C’est pourquoi, conscients que sous le formalisme démocratique de ce processus synodal se profilait cette éventualité qui anéantirait définitivement les actions entreprises et mettrait un terme irréversible à toute collaboration avec le Centre de recherche du Nord et son directeur Ennio Floris (2) (qui, eux aussi, étaient farouchement et sournoisement contestés, et allaient connaître, un an plus tard, un destin comparable), les membres de la communauté de Tourcoing avaient pris les devants et adressé, à l’issue de leur dernière assemblée générale de février 1967, la motion citée précédemment (3) au Conseil régional.
La « lettre collective » (4) signée par les membres du groupe de recherche biblique (5), également destinée au Conseil régional, espérait de son côté contenir la menace de leur propre disparition. Ainsi, membres protestants de la paroisse traditionnelle et bénéficiaires extérieurs au protestantisme des ouvertures nouvelles comptaient bien pouvoir, les uns et les autres, convaincre les délégués du synode d’Hargicourt que l’espoir de surmonter le malaise passait par le courage de la foi, et non par une manœuvre en retraite qui ne garantirait même pas ce qu’on croyait sauvegarder !

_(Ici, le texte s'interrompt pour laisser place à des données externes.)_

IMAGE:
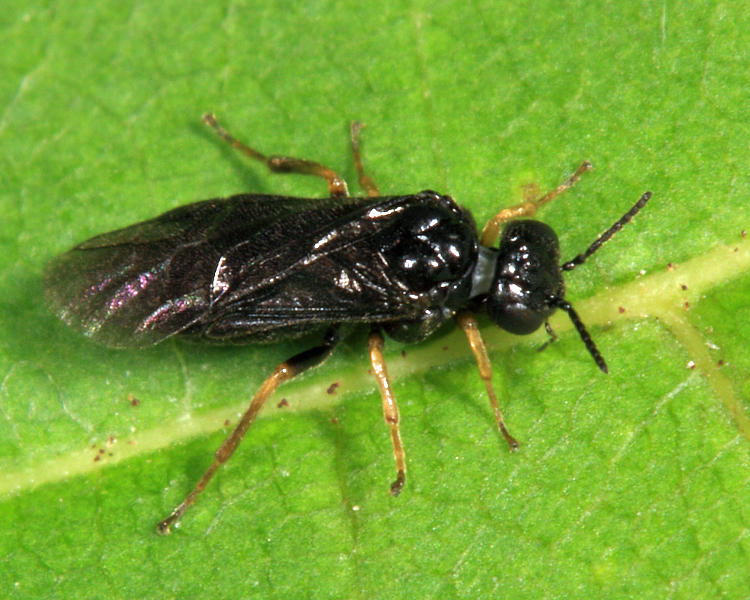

Quelques-uns des membres du groupe de recherche biblique proposèrent, même sans représentativité officielle, d’assister en témoins discrets à la session synodale du neuf avril aux côtés des délégués de la paroisse de Tourcoing.
La brève session du synode, qui ne devait durer que quelques heures, allait réserver la plus amère surprise à ces amis, qui assistaient pour la première fois à une assemblée délibérative de l’Église réformée de France. Ils furent les témoins d’une session d’enregistrement de décisions déjà prises par le Conseil régional, et présentées avec habileté dans le rapport de son président aux délégués, qui les entérinèrent sans discussion, puisqu’on ne leur laissait pas d’autre choix devant l’urgence dramatique de la situation financière de la région !
Alors, sans que le pasteur de Tourcoing ait obtenu la parole pour poser une seule question ou apporter des éléments d’information pour que les délégués puissent se former un jugement différent, le vote de l’assemblée fut acquis : le poste de Tourcoing était « mis en sommeil » pour une durée indéterminée à partir du premier octobre 1967. Le synode national, réuni à Vabre en mai 1967 devait confirmer cette décision régionale, ce qui impliquait, avec le départ prochain du pasteur, l’arrêt brutal et irresponsable d’une expérience en plein essor. Nous ne parvenions pas, les uns et les autres, à ce moment-là, à écarter de notre esprit que nous venions d’assister, impuissants, à une mise en scène dégradante, où le conservatisme le plus obtus ricanait d’une satisfaction revancharde !
Sans attendre le terme de la séance synodale, nous avons tous quitté la salle dans le silence triste d’une colère contenue.
Désormais, la crise était ouverte…
______________
(1) Voir le compte-rendu de cette Commission. 
(2) Voir une brêve biographie d’Ennio Floris par Jacques Lochard (1986), l’autobiographie d’Ennio Floris (2012), et son autobiografia (2005). 
(3) Voir le texte de la motion. 
(4) Voir la lettre. 
(5) Voir l'histoire du groupe de recherche biblique de Tourcoing.